5 things you need to do if your company is hacked

Failure to plan effectively leads to a failure to respond effectively, says Peter Matthews

A hacker steals your customers’ data, sending your business into a tailspin. The phone rings off the hook, staff shoot questions and the media sniffs a scandal. What do you do?

It is natural for financial directors who are confronted with a tidal wave of panic and plummeting share value to offer reassurance to calm their board, appease the market, stem losses and restore a sense of control. However, if you miscalculate or understate the impacts, that reassurance may well come back to haunt you.

So, what’s the role of the FD in incident management and how can you avoid common mistakes?

Lead from the front

Historically, a common error was to treat cybersecurity as a tech issue. While technology provides the points of entry for a cyber incident, the costs and impacts fall on the business as a whole.

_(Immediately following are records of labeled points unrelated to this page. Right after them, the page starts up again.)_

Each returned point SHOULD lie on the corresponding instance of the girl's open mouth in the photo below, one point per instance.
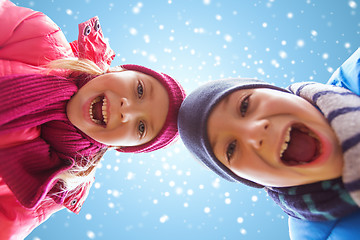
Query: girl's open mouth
(301, 146)
(98, 110)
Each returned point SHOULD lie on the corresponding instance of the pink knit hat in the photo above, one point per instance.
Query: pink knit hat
(169, 131)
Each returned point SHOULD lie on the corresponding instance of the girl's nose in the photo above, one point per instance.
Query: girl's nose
(125, 110)
(257, 132)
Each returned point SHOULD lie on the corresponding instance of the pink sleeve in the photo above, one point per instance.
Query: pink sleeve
(18, 137)
(28, 40)
(16, 222)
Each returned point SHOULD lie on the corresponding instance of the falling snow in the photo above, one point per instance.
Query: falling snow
(167, 193)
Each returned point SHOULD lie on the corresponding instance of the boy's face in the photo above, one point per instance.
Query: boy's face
(273, 138)
(125, 108)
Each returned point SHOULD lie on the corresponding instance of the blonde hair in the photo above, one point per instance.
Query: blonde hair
(84, 168)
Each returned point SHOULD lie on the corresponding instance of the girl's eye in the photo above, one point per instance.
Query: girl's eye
(230, 150)
(141, 129)
(244, 106)
(140, 90)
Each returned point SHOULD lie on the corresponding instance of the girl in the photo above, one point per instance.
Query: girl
(300, 144)
(56, 127)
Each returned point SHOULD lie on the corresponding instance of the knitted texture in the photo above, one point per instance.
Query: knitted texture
(169, 132)
(193, 117)
(328, 200)
(29, 101)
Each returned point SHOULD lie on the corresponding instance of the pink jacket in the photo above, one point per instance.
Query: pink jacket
(29, 40)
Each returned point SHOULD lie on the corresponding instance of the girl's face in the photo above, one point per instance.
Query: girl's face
(273, 138)
(125, 108)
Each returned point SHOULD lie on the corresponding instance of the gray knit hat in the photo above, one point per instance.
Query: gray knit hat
(193, 117)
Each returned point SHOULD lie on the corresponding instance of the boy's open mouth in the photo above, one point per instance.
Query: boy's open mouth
(98, 110)
(301, 146)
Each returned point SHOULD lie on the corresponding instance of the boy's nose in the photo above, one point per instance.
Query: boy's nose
(256, 132)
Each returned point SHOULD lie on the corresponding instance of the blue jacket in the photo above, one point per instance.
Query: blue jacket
(347, 76)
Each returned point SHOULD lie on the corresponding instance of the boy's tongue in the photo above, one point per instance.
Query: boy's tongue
(301, 148)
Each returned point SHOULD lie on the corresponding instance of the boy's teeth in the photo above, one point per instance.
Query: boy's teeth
(286, 142)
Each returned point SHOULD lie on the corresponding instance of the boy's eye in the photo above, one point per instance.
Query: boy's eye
(141, 128)
(140, 90)
(244, 106)
(230, 150)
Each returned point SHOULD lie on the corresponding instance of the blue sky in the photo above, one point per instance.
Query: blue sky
(167, 194)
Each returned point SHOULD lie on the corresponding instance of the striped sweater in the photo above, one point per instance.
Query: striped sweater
(334, 198)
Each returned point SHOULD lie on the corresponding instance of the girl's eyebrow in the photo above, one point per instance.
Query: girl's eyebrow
(150, 93)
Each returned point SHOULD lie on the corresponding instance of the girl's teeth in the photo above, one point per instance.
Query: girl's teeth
(104, 112)
(285, 144)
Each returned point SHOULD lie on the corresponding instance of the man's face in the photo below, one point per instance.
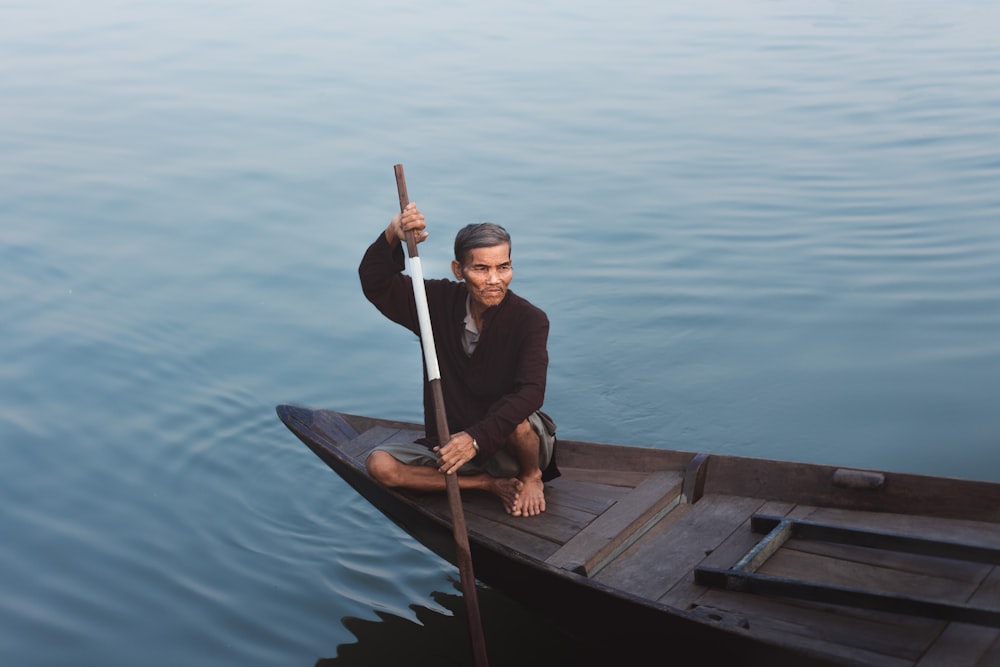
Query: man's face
(487, 272)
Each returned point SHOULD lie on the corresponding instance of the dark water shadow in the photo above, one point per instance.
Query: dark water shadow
(515, 636)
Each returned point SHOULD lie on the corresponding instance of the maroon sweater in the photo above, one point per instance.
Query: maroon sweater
(488, 394)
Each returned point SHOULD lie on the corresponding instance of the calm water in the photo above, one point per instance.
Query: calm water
(762, 228)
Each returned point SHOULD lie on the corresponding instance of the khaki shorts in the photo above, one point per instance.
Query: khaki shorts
(501, 464)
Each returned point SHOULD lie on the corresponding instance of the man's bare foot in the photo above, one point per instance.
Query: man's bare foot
(531, 499)
(508, 491)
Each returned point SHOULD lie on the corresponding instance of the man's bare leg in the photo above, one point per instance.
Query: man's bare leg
(523, 443)
(389, 471)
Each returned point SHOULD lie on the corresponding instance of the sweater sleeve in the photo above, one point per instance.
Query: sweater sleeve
(386, 286)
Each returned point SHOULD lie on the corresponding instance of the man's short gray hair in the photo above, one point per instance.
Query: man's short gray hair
(479, 235)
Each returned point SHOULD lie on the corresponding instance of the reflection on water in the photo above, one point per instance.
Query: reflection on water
(514, 636)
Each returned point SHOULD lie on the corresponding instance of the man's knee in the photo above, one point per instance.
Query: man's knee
(524, 433)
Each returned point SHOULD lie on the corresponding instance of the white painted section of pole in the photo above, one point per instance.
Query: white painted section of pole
(424, 317)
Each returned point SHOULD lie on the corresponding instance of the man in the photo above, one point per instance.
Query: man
(492, 352)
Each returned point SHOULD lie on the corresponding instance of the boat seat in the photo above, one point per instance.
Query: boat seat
(744, 576)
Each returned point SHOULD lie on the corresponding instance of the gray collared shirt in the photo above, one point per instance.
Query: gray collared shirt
(471, 334)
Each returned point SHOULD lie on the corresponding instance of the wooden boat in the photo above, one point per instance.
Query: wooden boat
(727, 560)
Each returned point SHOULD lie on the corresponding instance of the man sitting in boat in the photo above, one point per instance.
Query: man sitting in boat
(492, 351)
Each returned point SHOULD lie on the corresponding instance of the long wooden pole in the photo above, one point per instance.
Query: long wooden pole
(461, 533)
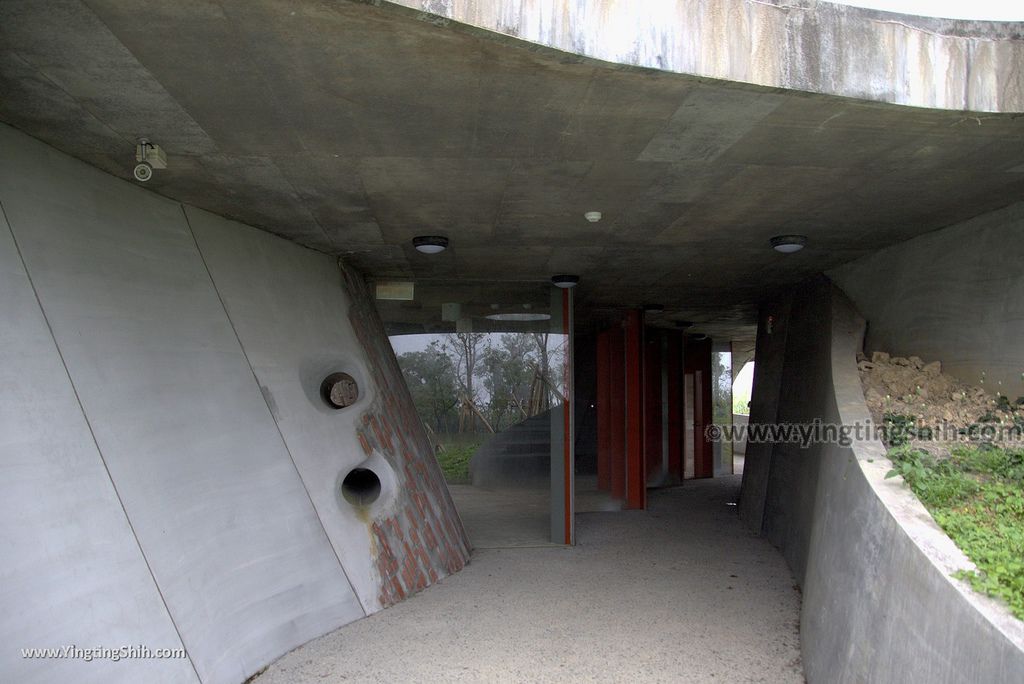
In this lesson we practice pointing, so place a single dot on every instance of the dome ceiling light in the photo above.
(788, 244)
(430, 244)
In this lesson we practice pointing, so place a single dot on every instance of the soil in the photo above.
(912, 392)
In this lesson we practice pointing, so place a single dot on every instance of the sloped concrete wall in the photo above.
(955, 295)
(169, 472)
(879, 601)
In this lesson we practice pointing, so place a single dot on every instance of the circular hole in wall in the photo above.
(339, 390)
(360, 486)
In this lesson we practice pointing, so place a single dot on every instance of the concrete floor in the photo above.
(680, 593)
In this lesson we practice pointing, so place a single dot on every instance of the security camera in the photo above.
(142, 172)
(150, 157)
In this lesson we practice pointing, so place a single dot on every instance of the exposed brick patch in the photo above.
(424, 541)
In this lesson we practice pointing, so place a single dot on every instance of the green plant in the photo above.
(454, 460)
(977, 497)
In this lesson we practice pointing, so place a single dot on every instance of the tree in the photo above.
(465, 350)
(433, 383)
(507, 370)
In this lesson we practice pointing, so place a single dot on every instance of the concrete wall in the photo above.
(879, 602)
(955, 295)
(169, 473)
(801, 45)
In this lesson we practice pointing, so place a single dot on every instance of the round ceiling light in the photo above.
(788, 244)
(565, 282)
(430, 244)
(519, 316)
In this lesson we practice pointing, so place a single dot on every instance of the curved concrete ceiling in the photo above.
(351, 128)
(807, 45)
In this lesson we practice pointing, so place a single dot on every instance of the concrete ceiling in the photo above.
(351, 128)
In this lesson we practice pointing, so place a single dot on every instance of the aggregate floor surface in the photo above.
(679, 593)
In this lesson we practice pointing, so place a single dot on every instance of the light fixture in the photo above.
(788, 244)
(430, 244)
(519, 316)
(565, 282)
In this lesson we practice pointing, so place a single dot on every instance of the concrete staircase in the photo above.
(518, 457)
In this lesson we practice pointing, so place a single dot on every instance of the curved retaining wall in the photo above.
(169, 472)
(802, 45)
(879, 604)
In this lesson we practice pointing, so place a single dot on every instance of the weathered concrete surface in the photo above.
(350, 128)
(805, 45)
(146, 456)
(879, 600)
(680, 593)
(955, 295)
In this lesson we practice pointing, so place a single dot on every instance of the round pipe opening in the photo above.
(339, 390)
(361, 486)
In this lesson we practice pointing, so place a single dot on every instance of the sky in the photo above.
(998, 10)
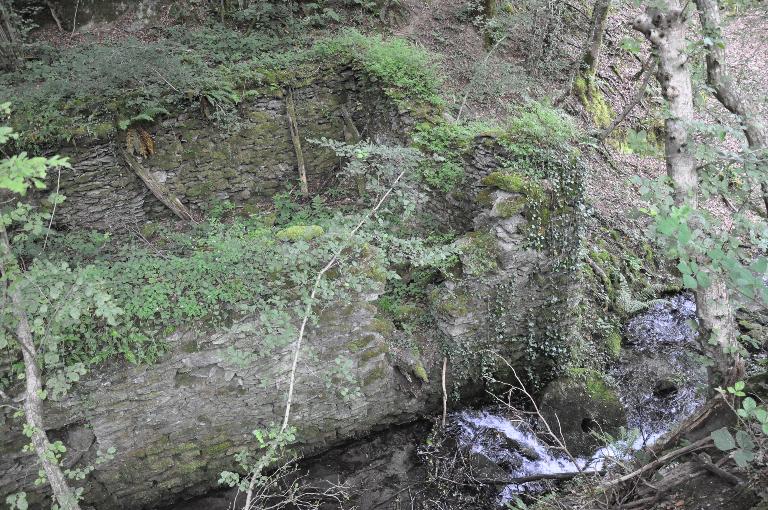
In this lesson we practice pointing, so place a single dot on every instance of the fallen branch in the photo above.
(352, 137)
(707, 464)
(445, 393)
(158, 190)
(702, 443)
(469, 85)
(316, 287)
(535, 478)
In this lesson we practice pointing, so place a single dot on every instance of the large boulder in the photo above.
(582, 405)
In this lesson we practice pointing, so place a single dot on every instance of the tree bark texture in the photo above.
(666, 31)
(595, 41)
(290, 110)
(33, 404)
(727, 93)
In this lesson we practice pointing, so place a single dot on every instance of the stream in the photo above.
(659, 382)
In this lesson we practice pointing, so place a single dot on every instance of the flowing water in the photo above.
(658, 379)
(659, 382)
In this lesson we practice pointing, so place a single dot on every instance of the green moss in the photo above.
(480, 253)
(420, 372)
(383, 327)
(367, 356)
(375, 375)
(455, 305)
(613, 343)
(594, 101)
(199, 190)
(360, 343)
(483, 198)
(514, 182)
(594, 383)
(216, 448)
(510, 207)
(300, 232)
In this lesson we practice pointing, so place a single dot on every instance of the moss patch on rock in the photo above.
(300, 233)
(594, 101)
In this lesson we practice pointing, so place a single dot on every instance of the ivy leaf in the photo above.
(723, 439)
(744, 440)
(743, 457)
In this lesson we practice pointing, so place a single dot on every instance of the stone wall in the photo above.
(246, 163)
(177, 424)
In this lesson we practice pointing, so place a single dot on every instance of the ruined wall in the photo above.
(246, 163)
(176, 424)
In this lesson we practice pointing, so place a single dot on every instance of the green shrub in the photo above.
(408, 72)
(540, 125)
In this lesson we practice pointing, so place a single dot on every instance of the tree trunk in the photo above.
(595, 41)
(9, 38)
(290, 110)
(726, 92)
(489, 12)
(666, 31)
(33, 405)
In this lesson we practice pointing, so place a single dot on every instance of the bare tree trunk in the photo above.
(665, 29)
(290, 110)
(666, 32)
(33, 405)
(489, 12)
(595, 41)
(727, 93)
(9, 38)
(352, 137)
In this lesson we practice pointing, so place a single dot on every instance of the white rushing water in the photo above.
(660, 352)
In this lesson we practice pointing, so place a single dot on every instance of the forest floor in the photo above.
(445, 28)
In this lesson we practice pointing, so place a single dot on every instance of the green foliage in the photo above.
(479, 254)
(93, 89)
(271, 447)
(408, 72)
(446, 144)
(693, 238)
(300, 233)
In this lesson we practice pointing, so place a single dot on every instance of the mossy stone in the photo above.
(300, 233)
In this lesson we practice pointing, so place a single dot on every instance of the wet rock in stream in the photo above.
(654, 383)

FDs, with their insight into financial mechanics and overall business objectives, are well placed to contribute to a cybersecurity strategy and incident management plan which is centred on minimising risk and ensuring business continuity.

Interestingly, a 2015 survey of financial executives by Grant Thornton found that just 4 per cent had an incident management plan in place. In the event of a hack, FDs should be prepared to take key decisions to manage risks as they emerge, protect data “crown jewels” and help to restore critical business functions.

Stress-test the plan

Regular drills will identify weaknesses in the incident management plan so that, cometh the hour, everyone knows their role, where they fit and they all work together well. Finance directors must be involved in these rehearsals. It would be a huge mistake to assemble a senior team who work together for the first time on the day of an attack. Robust testing will also ensure that the plan remains fit for purpose as the organisation changes.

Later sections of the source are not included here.